I also had a 580EX II speedlight mounted upside down on the lower part of my monopod with an Off Shoe Cord connecting the flash to the camera so I could retain the ETTL functionality of the flash.

This should give you an idea of what to expect at 30-40 yds.
It would be impossible to shoot at night without the aid of the speedlight.
Mike


----------



## Pocketfisherman (May 30, 2005)

I have one and it is not a good lens. AF is slow, and hunts around even in good live. Lots of chromatic aberration around high contrast lines. It also has Canon's first generation image stabilization which has been much improved since then. Go with the 70-300 instead and you'll get much better images from it.


----------



## stargazer (May 24, 2004)

******, here ya go. can not beat this price, And he is a good fellow to boot.

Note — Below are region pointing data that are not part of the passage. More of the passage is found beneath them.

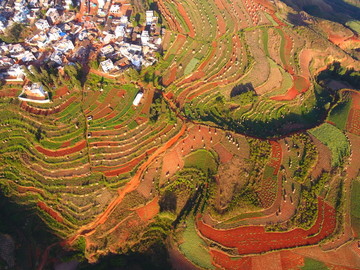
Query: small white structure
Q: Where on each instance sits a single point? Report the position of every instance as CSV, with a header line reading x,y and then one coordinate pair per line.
x,y
145,37
137,99
64,46
108,49
119,31
42,24
34,93
107,65
115,8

http://www.fredmiranda.com/forum/topic/845940


----------



## TXDRAKE (Jun 24, 2004)

WOW, Thanks for all the great information again!! You guys sure know your stuff!!! Those pics you guys took are GREAT!! 

So, what would be the lens to buy regardless of price for shooting wildlie out to 200 yards? 

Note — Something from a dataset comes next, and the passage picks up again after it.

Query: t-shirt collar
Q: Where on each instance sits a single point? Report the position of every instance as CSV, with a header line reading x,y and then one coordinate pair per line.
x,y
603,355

Would the EF 70-300mm f/4-5.6 IS USM do fairly god work out to the 200 yard mark on deer size animals? 

Before this camera, I was using a Olympus C-770 and it has an 10X optical zoom and can actually zoom out to 14x and I was wondering if my new DSLR with the EF 70-300mm f/4-5.6 IS USM will bring images closer than what my Olympus did? I am just trying to get a feel for how it will compare? Thanks, Jason


----------